Our experimental results validate the proposed methodology. For three domains of varying complexity, we show that the MCMC algorithm learns PDFCs that converge behaviorally to the true controllers generating the data, under perfect observability of the modeled agents’ behavior trajectory. Even removing this assumption, the agent is able to learn models that when exploited in an I-POMDP framework allow its rewards to increase, by capturing relevant patterns in observed agent’s behavior. We demonstrate how this continues to be true even when learning and planning are interleaved at execution time. Moreover, we analyze the dynamics emerging when two agents simultaneously learn about each other in one interaction domain, showing that cooperation, if beneficial, emerges naturally from our approach. Lastly, we provide an example of how learning another agent’s PDFC allows to augment one’s observation capabilities, by performing indirect inference via the modeled agents’ behavior.
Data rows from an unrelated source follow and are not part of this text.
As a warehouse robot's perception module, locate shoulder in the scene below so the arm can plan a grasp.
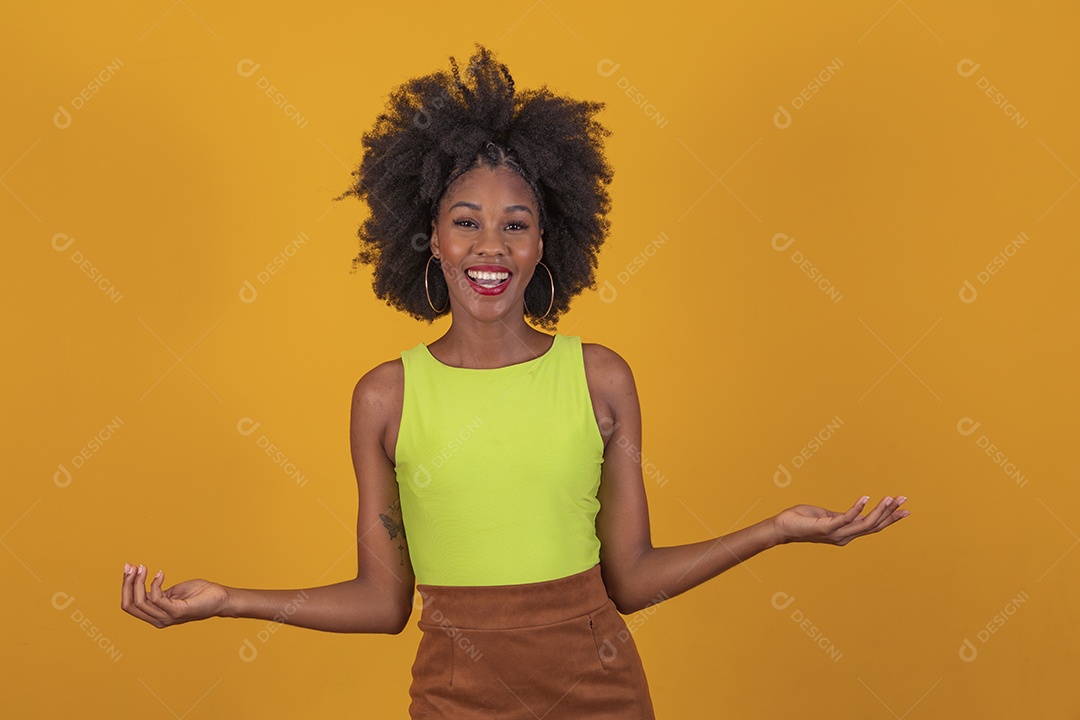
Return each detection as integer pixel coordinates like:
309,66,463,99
352,357,405,415
581,342,634,393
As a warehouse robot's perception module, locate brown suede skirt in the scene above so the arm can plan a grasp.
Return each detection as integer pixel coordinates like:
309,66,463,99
409,565,656,720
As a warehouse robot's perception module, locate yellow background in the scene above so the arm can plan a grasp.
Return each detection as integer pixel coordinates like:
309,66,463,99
0,0,1080,720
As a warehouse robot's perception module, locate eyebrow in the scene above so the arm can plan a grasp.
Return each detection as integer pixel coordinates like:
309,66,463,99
450,200,532,215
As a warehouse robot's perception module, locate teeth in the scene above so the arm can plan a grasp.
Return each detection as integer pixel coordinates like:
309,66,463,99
468,270,510,280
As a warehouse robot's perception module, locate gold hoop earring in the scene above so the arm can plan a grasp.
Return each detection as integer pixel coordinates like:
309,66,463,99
522,260,555,320
423,254,450,315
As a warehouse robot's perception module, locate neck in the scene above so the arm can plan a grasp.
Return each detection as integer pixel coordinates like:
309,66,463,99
429,317,551,368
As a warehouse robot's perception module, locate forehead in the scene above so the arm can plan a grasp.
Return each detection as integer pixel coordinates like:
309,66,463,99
445,165,537,207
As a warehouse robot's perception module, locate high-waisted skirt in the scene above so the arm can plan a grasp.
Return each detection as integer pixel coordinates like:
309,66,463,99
409,565,656,720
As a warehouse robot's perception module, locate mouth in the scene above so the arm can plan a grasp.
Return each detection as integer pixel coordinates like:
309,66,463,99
464,264,514,295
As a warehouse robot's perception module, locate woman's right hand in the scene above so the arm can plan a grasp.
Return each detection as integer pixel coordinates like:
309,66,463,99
120,563,229,627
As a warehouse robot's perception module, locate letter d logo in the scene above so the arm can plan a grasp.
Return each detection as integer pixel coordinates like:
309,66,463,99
772,463,792,488
772,590,795,610
956,418,983,435
772,105,792,130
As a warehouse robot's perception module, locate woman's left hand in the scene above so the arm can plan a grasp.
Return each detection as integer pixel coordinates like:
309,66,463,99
772,495,910,545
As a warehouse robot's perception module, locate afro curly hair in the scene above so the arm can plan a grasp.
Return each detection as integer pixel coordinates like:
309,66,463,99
337,43,612,329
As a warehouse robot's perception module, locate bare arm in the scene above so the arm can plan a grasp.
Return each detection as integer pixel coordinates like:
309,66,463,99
121,362,415,634
585,344,908,613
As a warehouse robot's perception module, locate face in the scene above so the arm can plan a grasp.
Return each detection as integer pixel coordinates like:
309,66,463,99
431,166,543,322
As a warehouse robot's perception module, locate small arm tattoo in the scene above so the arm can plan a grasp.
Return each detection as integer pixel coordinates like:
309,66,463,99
379,500,405,566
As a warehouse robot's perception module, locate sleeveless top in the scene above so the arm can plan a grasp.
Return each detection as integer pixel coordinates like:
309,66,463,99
394,334,604,585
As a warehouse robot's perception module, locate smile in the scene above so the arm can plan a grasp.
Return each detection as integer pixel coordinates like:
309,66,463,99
465,266,514,295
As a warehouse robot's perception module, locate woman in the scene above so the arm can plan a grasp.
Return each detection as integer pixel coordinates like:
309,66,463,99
122,46,908,719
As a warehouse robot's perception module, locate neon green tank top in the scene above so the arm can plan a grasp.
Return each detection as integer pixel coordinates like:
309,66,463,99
394,334,604,585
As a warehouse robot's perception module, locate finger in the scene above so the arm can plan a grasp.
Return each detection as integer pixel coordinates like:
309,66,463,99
134,565,172,627
842,495,908,542
840,495,870,522
120,563,164,627
866,495,909,534
150,570,165,604
837,495,893,540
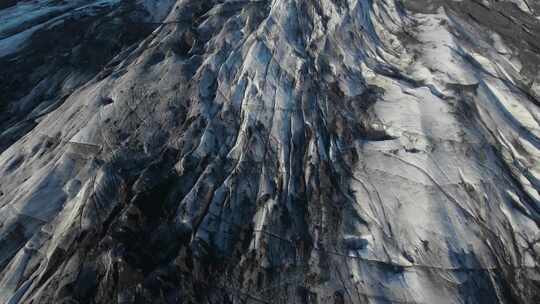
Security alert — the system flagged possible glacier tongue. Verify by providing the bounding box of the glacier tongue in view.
[0,0,540,304]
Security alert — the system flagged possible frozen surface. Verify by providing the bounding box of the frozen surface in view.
[0,0,540,304]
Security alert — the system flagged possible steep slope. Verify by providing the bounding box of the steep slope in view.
[0,0,540,304]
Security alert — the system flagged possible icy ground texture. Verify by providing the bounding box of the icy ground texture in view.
[0,0,540,304]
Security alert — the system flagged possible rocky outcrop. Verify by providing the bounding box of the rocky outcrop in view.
[0,0,540,304]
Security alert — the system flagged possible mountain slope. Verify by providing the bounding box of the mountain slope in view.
[0,0,540,304]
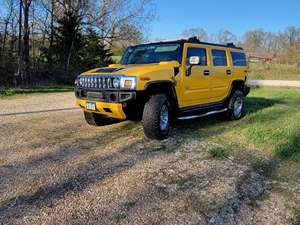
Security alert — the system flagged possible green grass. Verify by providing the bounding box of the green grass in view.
[0,86,74,99]
[208,147,229,159]
[217,88,300,163]
[249,63,300,80]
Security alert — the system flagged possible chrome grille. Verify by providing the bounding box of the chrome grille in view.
[77,75,120,90]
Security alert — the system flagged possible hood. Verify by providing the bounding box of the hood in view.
[83,61,179,76]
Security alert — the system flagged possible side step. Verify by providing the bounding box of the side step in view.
[177,108,228,120]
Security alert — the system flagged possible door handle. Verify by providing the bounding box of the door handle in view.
[203,70,210,76]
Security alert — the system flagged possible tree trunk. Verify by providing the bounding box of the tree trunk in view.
[48,0,54,75]
[17,0,24,85]
[23,0,31,86]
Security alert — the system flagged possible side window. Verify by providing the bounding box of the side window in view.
[230,52,247,66]
[211,49,228,66]
[186,48,207,66]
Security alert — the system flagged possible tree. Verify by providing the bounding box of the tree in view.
[79,28,113,68]
[182,27,208,41]
[244,29,265,51]
[217,30,237,44]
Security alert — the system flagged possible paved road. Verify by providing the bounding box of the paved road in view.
[249,80,300,87]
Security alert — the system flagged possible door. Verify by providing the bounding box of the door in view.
[211,48,232,101]
[182,44,211,107]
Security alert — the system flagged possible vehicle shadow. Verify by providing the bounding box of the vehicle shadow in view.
[245,97,284,114]
[175,97,284,132]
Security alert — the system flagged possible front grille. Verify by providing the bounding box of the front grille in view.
[77,75,120,90]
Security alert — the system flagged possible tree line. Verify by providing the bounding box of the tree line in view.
[182,26,300,65]
[0,0,154,87]
[0,0,300,87]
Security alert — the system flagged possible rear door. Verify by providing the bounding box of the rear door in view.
[230,50,248,80]
[182,44,211,106]
[211,47,232,102]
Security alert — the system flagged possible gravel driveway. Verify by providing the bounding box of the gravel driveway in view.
[0,93,294,225]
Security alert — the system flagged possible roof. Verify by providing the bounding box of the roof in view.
[144,37,243,50]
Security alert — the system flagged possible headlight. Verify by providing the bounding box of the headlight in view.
[113,77,120,89]
[120,76,136,90]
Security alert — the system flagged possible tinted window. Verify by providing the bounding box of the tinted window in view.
[231,52,247,66]
[186,48,207,66]
[212,50,227,66]
[121,43,182,65]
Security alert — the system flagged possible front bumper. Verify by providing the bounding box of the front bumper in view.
[76,98,126,120]
[75,88,136,120]
[75,88,136,103]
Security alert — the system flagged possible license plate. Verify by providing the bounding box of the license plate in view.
[86,102,96,111]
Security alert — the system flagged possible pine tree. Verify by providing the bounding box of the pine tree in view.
[81,28,113,69]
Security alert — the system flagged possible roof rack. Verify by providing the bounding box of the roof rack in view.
[187,36,242,49]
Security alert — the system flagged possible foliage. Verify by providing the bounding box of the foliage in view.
[249,63,300,80]
[0,0,154,87]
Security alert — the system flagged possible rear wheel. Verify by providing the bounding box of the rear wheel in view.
[226,90,245,120]
[143,94,171,140]
[84,112,115,126]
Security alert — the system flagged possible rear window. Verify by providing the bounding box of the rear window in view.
[212,49,227,66]
[186,48,207,66]
[231,52,247,66]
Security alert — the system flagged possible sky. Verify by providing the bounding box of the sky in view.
[149,0,300,40]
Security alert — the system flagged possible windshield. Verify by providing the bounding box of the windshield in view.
[121,43,182,65]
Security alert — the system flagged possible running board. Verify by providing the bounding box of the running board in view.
[177,108,228,120]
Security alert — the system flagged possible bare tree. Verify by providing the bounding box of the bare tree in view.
[182,27,208,41]
[217,30,237,44]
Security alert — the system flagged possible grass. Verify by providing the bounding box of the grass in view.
[208,147,229,159]
[0,86,74,98]
[249,63,300,80]
[213,88,300,163]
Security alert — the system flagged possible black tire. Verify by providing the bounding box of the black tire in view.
[225,90,245,120]
[142,94,171,140]
[84,112,115,126]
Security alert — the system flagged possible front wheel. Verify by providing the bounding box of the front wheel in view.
[143,94,171,140]
[226,90,245,120]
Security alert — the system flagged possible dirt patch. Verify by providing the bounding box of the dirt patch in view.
[0,94,297,225]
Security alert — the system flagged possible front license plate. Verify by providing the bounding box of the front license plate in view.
[86,102,96,111]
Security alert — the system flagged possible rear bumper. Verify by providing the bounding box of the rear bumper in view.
[76,98,126,120]
[244,85,250,96]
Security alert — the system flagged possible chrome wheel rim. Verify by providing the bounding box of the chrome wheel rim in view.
[233,97,243,117]
[159,105,169,130]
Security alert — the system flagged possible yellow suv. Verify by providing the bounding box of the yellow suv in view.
[75,38,250,140]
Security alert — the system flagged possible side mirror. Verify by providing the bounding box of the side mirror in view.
[189,56,200,66]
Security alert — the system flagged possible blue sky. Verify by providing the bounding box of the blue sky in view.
[150,0,300,40]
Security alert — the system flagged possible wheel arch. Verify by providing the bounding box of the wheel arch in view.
[144,80,178,109]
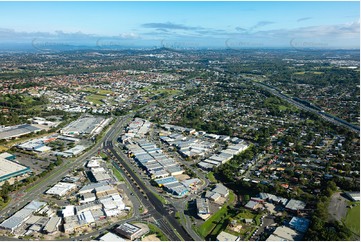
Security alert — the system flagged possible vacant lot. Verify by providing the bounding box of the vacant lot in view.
[85,94,106,105]
[328,192,348,221]
[345,203,360,235]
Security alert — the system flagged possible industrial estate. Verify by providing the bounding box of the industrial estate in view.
[0,2,360,241]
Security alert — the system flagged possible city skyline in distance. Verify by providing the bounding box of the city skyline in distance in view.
[0,1,360,50]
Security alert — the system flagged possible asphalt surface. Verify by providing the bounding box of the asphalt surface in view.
[107,141,193,241]
[254,82,360,133]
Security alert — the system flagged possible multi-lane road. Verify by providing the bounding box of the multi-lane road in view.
[107,141,193,241]
[253,82,360,133]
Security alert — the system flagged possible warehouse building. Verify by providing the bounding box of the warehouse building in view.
[0,155,31,182]
[0,200,46,233]
[60,117,104,136]
[286,199,306,212]
[0,124,42,140]
[98,232,125,241]
[115,223,149,240]
[196,198,211,220]
[217,231,240,241]
[43,217,61,234]
[46,182,76,197]
[266,226,303,241]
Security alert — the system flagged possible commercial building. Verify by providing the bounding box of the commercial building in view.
[289,217,310,233]
[0,155,31,182]
[64,145,87,156]
[286,199,306,211]
[98,232,125,241]
[79,193,96,204]
[344,192,360,202]
[212,183,229,197]
[115,223,145,240]
[46,182,76,197]
[94,185,118,199]
[196,198,211,220]
[266,226,303,241]
[0,152,16,161]
[0,124,42,140]
[78,181,109,194]
[0,200,46,233]
[91,167,111,182]
[60,117,104,136]
[43,216,61,234]
[217,231,240,241]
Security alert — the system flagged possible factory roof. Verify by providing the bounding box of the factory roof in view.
[0,124,41,140]
[217,231,239,241]
[98,232,125,241]
[46,182,76,196]
[286,199,306,210]
[289,217,310,233]
[0,157,30,181]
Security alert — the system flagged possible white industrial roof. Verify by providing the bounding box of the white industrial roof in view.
[46,182,76,196]
[0,157,27,177]
[99,232,125,241]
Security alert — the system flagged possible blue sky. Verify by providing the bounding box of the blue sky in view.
[0,1,360,48]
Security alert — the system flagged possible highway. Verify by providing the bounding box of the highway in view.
[253,82,360,133]
[0,119,121,221]
[107,141,193,241]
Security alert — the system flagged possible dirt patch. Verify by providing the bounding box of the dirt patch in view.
[328,192,348,221]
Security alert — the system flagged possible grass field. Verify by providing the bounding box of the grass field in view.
[345,203,360,235]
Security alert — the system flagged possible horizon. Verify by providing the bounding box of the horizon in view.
[0,1,360,50]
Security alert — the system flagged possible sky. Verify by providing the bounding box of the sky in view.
[0,1,360,49]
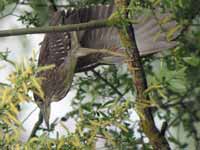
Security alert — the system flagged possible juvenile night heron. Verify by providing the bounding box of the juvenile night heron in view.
[35,5,177,126]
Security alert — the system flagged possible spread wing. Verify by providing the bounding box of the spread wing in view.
[77,5,177,56]
[38,11,71,67]
[63,5,178,71]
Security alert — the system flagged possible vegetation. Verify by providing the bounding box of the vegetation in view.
[0,0,200,150]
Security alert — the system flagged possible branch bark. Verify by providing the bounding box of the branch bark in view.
[0,19,109,37]
[115,0,170,150]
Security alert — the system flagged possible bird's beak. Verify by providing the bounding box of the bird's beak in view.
[40,102,51,129]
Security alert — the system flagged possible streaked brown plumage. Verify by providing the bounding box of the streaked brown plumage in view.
[35,5,180,126]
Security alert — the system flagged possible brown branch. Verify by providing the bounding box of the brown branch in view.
[115,0,170,150]
[0,19,109,37]
[29,111,43,140]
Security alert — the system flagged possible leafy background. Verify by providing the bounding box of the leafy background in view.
[0,0,200,150]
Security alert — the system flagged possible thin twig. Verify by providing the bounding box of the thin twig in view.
[29,111,43,140]
[92,69,125,100]
[22,107,37,124]
[0,4,17,19]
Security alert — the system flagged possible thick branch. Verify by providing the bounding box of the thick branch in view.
[115,0,170,150]
[0,19,111,37]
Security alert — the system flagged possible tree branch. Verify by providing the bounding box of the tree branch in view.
[0,19,112,37]
[115,0,170,150]
[29,111,43,140]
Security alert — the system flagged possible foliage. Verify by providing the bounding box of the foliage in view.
[0,0,200,150]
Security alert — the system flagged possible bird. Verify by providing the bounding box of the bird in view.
[34,5,179,127]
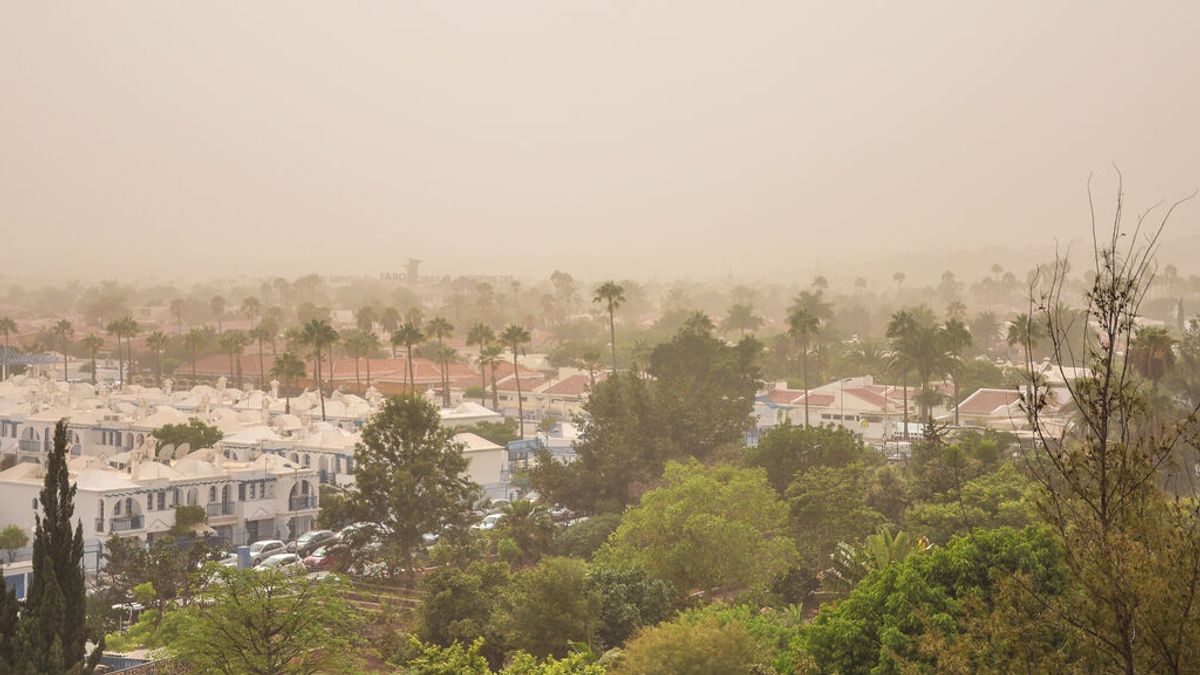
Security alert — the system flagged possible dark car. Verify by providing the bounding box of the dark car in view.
[288,530,337,557]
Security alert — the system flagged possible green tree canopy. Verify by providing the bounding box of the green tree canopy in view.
[150,417,224,450]
[596,460,796,593]
[348,394,479,579]
[168,566,359,675]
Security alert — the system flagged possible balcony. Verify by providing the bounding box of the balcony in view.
[108,515,143,532]
[288,495,317,510]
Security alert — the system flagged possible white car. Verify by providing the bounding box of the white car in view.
[470,513,504,530]
[250,539,287,567]
[254,554,308,572]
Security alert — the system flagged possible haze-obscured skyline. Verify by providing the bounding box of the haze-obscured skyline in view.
[0,1,1200,280]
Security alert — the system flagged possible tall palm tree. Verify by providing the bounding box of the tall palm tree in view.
[479,342,504,411]
[942,318,971,426]
[467,321,496,407]
[592,281,625,372]
[184,328,209,387]
[500,323,529,440]
[1006,313,1043,364]
[301,318,337,422]
[0,317,17,380]
[787,306,821,426]
[580,351,601,389]
[50,318,74,382]
[79,333,104,384]
[1129,325,1175,388]
[425,316,454,407]
[887,309,917,438]
[146,330,170,387]
[241,295,263,325]
[209,295,226,334]
[221,330,250,389]
[116,316,142,383]
[168,298,187,335]
[250,319,274,390]
[362,330,379,389]
[342,328,371,393]
[271,352,306,414]
[391,321,425,393]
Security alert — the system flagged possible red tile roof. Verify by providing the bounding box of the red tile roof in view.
[959,389,1021,416]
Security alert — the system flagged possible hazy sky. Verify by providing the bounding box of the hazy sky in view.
[0,0,1200,279]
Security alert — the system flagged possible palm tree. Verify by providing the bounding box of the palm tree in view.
[241,295,263,325]
[271,352,306,414]
[887,309,917,438]
[301,318,337,422]
[467,321,496,407]
[0,317,17,380]
[250,319,275,390]
[580,350,600,389]
[1006,313,1043,364]
[498,500,554,565]
[436,345,458,407]
[721,304,762,335]
[391,321,425,393]
[425,316,454,407]
[361,330,379,389]
[942,318,971,426]
[50,318,74,382]
[479,344,504,411]
[184,328,209,387]
[209,295,226,334]
[116,316,142,383]
[221,330,250,389]
[79,333,104,384]
[168,298,187,335]
[146,330,170,387]
[500,323,529,440]
[787,307,821,426]
[342,328,371,393]
[592,281,625,372]
[1129,325,1175,387]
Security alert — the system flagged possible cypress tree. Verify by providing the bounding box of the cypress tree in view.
[7,420,103,674]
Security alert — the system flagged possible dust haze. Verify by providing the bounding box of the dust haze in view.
[0,1,1200,285]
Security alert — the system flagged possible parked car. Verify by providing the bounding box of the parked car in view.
[250,539,287,567]
[254,554,307,572]
[304,543,350,572]
[470,513,504,530]
[288,530,337,557]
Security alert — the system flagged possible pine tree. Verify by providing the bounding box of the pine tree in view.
[7,420,103,674]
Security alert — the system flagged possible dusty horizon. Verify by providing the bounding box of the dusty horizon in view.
[0,1,1200,282]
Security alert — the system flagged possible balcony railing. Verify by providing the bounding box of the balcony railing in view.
[108,515,142,532]
[288,495,317,510]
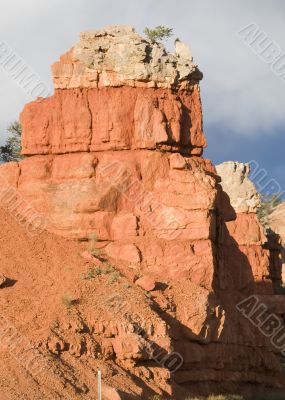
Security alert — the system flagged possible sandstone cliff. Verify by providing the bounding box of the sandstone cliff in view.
[0,27,281,399]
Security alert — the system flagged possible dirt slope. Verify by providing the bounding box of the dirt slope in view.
[0,208,173,400]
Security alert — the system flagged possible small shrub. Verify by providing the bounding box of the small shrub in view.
[82,268,95,281]
[123,283,131,289]
[62,293,76,308]
[144,25,173,43]
[90,249,102,257]
[257,193,282,226]
[105,264,116,274]
[108,271,121,285]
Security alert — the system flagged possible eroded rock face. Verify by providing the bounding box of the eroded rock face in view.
[52,26,202,89]
[0,27,280,398]
[216,161,275,295]
[216,161,260,213]
[268,203,285,284]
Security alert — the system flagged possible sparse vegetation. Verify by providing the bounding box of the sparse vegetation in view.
[144,25,173,43]
[62,293,76,308]
[0,121,23,162]
[108,271,121,285]
[257,193,282,226]
[123,283,131,289]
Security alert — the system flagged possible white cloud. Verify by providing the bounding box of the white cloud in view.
[0,0,285,140]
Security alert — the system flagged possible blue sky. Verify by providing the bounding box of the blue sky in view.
[0,0,285,189]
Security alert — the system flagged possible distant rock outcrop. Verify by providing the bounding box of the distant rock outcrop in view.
[0,26,281,399]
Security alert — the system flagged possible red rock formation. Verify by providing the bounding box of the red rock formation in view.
[0,27,280,398]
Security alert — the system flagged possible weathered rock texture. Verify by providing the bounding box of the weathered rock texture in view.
[268,203,285,285]
[216,161,280,295]
[0,27,280,399]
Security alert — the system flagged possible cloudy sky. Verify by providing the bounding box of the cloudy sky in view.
[0,0,285,189]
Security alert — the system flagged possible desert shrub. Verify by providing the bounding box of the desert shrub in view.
[108,271,121,285]
[62,293,76,308]
[257,193,282,226]
[0,121,23,162]
[144,25,173,43]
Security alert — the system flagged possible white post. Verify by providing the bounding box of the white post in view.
[98,370,102,400]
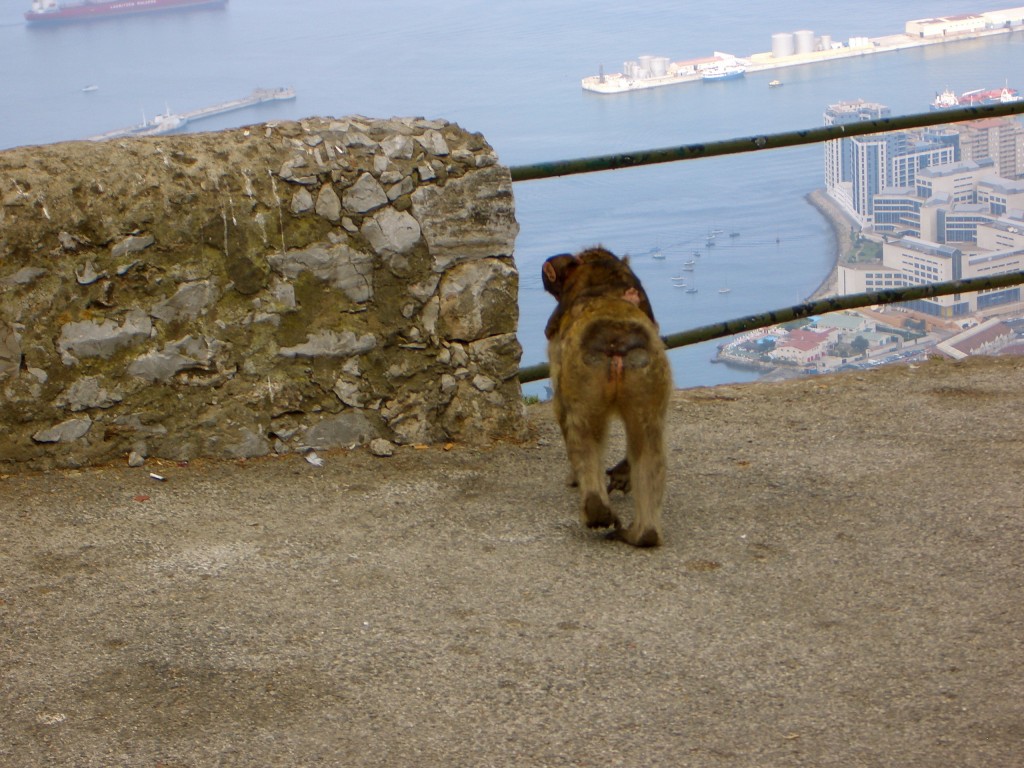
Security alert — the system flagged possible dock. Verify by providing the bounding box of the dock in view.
[582,8,1024,94]
[88,88,295,141]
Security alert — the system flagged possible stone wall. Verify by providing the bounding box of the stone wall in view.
[0,117,525,468]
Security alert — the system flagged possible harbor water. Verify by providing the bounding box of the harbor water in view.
[0,0,1024,393]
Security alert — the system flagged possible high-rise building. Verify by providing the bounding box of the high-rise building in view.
[824,101,958,226]
[951,117,1024,179]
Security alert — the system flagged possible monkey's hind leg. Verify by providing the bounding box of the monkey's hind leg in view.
[565,407,622,529]
[612,403,666,547]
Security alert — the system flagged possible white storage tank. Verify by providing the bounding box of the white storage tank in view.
[793,30,814,53]
[771,32,796,58]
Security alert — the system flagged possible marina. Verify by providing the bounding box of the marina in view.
[88,86,295,141]
[582,7,1024,95]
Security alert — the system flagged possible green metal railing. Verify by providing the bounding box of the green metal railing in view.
[509,101,1024,181]
[509,101,1024,384]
There are several directions for future work. While we provide a method for interleaving learning and planning periodically, a fully online learning method would update the other agent’s models at every timestep, instead of just updating the belief over an ensemble of PDFCs as in the current approach. Even though online nonparametric Bayesian inference is currently still a niche in its early development, we believe that particle-based learners [39] are a promising avenue to achieve this goal and would integrate fully with particle-based planning algorithms such as POMCP. We believe that particle-based methods can provide as much speedup in the learning phase as they do in online POMDP planning, thus allowing our methodology to be applied to more complex problems.

Throughout this work, we assume that the observation function of other agents is known. However, if this is not true, and especially if their observation function is completely unknown, it should also be the subject of learning. At the current time, it is unclear whether an agent would be able to learn separately another agents’ observation function and its policy, since the impact of these two elements may not be discernible from the point of view of the observer. Learning a combined model that directly maps the observer’s actions and the state of the world to the other agents’ actions might be a better approach in this situation.

As mentioned before, our approach makes no assumption of knowledge about the other agents’ preferences. This makes the approach general, but the learned PDFCs are hardly applicable outside the domain where they were obtained. On the other hand, learning explicitly about an agent’s preferences would generate transferable knowledge that the agent can exploit in different situations. This problem is similar to inverse reinforcement learning, that has been extensively studied in the context of (fully observable) MDPs [44, 54, 64]. Although there are less results for inverse reinforcement learning in partially observable domains, we believe that recent approaches, such as [9], can be applied to our case, making it possible to back-engineer information about an agent’s utilities from the learned PDFC policies.